JOURNAL OF FOOD PROCESSING AND PRESERVATION [2021]
Mingjing Zheng, Jinling Hong, Meixiu Li, Huiqi He, Zedong Jiang, Hui Ni, Qingbiao Li
ABSTRACT

The structural and physicochemical properties of pomelo peel powders with different particle sizes were investigated. The MasterSizer and scanning electron microscopy observations indicated that three pomelo peel powders with different particle sizes were successfully prepared via jet milling, of which the average diameters ( d (90) ) were 53.43 ± 0.49, 27.73 ± 0.13, and 20.15 ± 0.17 µm.
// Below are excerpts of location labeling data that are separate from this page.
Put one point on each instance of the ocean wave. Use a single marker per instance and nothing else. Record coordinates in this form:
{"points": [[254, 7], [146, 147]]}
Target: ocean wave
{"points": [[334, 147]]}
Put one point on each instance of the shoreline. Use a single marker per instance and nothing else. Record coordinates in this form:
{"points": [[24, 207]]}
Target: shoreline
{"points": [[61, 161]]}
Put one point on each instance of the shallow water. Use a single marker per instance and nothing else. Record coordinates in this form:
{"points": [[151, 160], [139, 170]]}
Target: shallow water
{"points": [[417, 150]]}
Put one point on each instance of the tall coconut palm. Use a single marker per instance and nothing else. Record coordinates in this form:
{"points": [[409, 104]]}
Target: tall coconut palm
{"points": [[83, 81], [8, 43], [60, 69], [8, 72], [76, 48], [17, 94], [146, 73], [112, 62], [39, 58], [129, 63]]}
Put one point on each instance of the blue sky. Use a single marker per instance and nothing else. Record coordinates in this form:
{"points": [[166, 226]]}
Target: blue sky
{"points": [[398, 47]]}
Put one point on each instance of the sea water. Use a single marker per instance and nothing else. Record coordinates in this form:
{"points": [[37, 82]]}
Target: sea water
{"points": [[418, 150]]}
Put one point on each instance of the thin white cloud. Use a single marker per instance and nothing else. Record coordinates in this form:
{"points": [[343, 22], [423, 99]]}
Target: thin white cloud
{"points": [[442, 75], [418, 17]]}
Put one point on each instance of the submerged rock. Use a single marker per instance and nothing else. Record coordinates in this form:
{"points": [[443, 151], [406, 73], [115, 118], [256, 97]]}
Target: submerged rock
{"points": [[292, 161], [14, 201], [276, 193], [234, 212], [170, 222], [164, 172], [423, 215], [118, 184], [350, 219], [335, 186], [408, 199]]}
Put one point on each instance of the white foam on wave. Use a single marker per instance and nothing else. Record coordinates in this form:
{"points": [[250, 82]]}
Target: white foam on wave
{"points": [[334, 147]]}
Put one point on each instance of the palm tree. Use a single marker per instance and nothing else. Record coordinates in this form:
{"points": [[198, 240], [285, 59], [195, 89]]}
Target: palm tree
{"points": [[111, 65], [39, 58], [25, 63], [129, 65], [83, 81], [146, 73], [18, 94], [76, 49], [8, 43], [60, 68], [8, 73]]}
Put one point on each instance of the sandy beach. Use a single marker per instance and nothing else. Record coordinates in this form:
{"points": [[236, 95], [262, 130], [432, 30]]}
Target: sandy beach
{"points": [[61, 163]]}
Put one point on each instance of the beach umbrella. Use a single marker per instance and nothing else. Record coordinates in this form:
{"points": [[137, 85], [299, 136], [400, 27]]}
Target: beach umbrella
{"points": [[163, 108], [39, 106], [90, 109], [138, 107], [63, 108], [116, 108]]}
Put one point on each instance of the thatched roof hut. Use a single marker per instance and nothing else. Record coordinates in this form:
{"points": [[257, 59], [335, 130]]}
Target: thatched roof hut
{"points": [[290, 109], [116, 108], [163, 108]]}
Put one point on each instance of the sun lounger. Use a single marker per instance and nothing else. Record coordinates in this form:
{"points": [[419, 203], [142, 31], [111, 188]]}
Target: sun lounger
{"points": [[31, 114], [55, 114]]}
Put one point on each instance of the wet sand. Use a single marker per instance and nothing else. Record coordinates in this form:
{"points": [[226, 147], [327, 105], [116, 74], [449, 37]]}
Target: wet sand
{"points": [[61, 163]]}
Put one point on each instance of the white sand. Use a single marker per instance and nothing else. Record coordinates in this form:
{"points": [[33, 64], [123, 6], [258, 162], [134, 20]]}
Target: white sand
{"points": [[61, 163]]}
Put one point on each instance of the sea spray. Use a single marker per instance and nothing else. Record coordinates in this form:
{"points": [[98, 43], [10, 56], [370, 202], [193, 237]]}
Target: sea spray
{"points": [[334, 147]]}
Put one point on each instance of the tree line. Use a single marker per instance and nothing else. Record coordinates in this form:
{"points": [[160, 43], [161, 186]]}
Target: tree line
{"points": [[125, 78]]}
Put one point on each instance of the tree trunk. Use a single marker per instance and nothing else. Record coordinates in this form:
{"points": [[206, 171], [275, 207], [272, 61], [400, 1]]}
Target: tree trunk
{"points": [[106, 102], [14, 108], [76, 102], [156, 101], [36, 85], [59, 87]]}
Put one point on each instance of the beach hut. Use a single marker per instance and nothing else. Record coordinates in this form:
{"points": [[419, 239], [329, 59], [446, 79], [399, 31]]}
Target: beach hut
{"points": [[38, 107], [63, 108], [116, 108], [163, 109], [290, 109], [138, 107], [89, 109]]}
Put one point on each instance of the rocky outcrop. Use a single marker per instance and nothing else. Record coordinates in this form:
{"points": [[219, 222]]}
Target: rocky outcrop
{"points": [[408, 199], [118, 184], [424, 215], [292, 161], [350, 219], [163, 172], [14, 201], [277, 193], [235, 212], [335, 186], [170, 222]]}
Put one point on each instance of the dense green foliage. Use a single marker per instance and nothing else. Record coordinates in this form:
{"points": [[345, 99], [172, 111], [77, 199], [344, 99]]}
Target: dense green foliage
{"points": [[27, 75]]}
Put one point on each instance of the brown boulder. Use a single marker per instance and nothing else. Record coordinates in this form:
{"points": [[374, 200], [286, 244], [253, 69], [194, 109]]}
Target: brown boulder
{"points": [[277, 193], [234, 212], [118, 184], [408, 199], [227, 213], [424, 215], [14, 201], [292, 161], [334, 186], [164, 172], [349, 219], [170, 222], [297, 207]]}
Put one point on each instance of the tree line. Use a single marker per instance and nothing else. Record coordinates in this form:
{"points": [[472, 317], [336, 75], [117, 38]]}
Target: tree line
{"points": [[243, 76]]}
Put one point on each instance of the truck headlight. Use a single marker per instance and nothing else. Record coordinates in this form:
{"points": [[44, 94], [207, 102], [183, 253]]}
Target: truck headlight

Fourier-transform infrared spectroscopy, X-ray diffraction, and low field nuclear magnetic resonance analysis indicated that the functional groups of pomelo peel powders were not affected by particle size; while the crystal region, proportion of immobile water ( A 22 ) and free water ( A 23 ) decreased with reduced particle size. The decrease in the proportion of immobile water and free water resulted in reduced solubility and water-holding capacity of pomelo peel powders with the smallest particle size. Our findings suggest that the desirable properties of pomelo peel powders can be designed by appropriate particle size. Practical application The study investigated the structural and physicochemical properties of pomelo peel powders with different particle sizes. The data indicated that the desirable properties of pomelo peel powders can be designed by appropriate particle size. The study may be useful for the utilization of pomelo peels as a raw food material.